Cluster Services Configuration

PCS-managed Services

When installing a feature module, it is necessary to run all the related services on a NetEye Cluster. In order to do that, adjust all necessary options, including IPs, ports, DRBD devices, sizes, in the various *.conf.tpl files found in directory /usr/share/neteye/cluster/templates/.

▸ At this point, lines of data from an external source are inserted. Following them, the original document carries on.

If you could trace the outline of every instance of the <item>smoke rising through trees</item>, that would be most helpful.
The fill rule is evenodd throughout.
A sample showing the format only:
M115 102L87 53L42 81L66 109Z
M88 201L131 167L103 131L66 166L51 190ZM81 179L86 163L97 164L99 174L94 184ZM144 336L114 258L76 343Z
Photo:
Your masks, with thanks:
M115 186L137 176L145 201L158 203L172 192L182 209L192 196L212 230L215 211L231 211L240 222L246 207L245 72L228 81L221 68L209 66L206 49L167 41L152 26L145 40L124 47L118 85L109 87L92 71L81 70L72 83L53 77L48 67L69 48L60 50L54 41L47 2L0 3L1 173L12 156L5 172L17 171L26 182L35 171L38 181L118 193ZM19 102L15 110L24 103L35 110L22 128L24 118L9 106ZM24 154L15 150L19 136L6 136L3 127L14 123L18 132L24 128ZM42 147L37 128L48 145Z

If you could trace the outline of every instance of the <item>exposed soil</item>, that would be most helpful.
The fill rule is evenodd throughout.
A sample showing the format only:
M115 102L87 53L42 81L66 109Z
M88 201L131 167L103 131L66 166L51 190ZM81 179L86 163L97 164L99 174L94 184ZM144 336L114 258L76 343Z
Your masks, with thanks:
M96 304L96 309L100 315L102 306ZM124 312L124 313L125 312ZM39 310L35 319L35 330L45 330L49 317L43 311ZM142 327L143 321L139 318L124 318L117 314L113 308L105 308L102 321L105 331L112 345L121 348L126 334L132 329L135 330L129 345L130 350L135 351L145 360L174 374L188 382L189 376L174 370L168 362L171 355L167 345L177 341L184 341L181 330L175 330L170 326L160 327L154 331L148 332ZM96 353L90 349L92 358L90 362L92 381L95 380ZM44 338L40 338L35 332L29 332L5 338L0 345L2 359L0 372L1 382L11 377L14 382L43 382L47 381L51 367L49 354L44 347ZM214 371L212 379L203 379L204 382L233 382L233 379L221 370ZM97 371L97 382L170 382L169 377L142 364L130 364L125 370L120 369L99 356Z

In a typical configuration, e.g. the one below, you need to update only selected options:

{
   "volume_group": "vg00",
   "ip_pre": "192.168.1",
   "Services": [
       {
         "name": "my-service",
         "ip_post": "33",
         "drbd_minor": 12,
         "drbd_port": 7788,
         "folder": "/neteye/shared/my-service",
         "size": "1024",
         "service": "fancy-optional-name"
       }

     ]
 }
  • ip_pre, the prefix of the IP (e.g., 192.168.1 for 192.168.1.0/24), which will be used to generate the virtual IP for the resource

  • cidr_netmask, the CIDR of the internal subnet used by IP resources (e.g., 24 for 192.168.1.0/24).

  • size, the volume of the storage assigned to the service in MB. You can specify the volume, otherwise default values will be applied.

Run the cluster_service_setup.pl script on each *.conf.tpl file starting from Services-core.conf.tpl:

# cd /usr/share/neteye/scripts/cluster
# ./cluster_service_setup.pl -c Services-core.conf.tpl

The cluster_service_setup.pl script is designed to report the last command executed in case there were any errors. If you manually fix an error, you will need to remove the successfully configured resource template from Services.conf and re-run that command. Then you should re-execute the cluster_service_setup.pl script in order to finalize the configuration.

Non PCS-managed Services

For Cluster services that are not managed by PCS, it is necessary to manually configure the service in the cluster. Similarly to the PCS-managed services, you need to define all necessary options, including IPs, ports, Volume groups, sizes, in a .yaml file that will be used by the service configuration during the installation.

You can find the templates with the default options for all the available services configuration files in directory /etc/neteye-services.d/<module_name>, that you can copy to the same directory to compose the actual configuration file. The configuration file name should be the same as the template file name, removing the .tpl extension.

After all the service configuration files are in place, you can proceed to the next step of the installation procedure.

NetEye Service Configuration

  • Run the neteye install script only once on any cluster node. This script is designed to handle the configuration of all nodes specified in the cluster configuration file found at /etc/neteye-cluster.

    cluster# neteye install
    
  • Set up the Director field API user on slave nodes (Director / Icinga Infrastructure / Endpoints)

Single Purpose Nodes

This section applies only if you have are going to setup a Single Purpose Node, i.e., an Elastic-only or a NetEye Voting-only node.

Both Elastic-only and Voting-only nodes have the same prerequisites and follow the same installation procedure as a standard NetEye Cluster Node.

After installation, a Single Purpose Node requires to be configured as Elastic-only or Voting-only: please refer to Section General Elasticsearch Cluster Information for guidelines.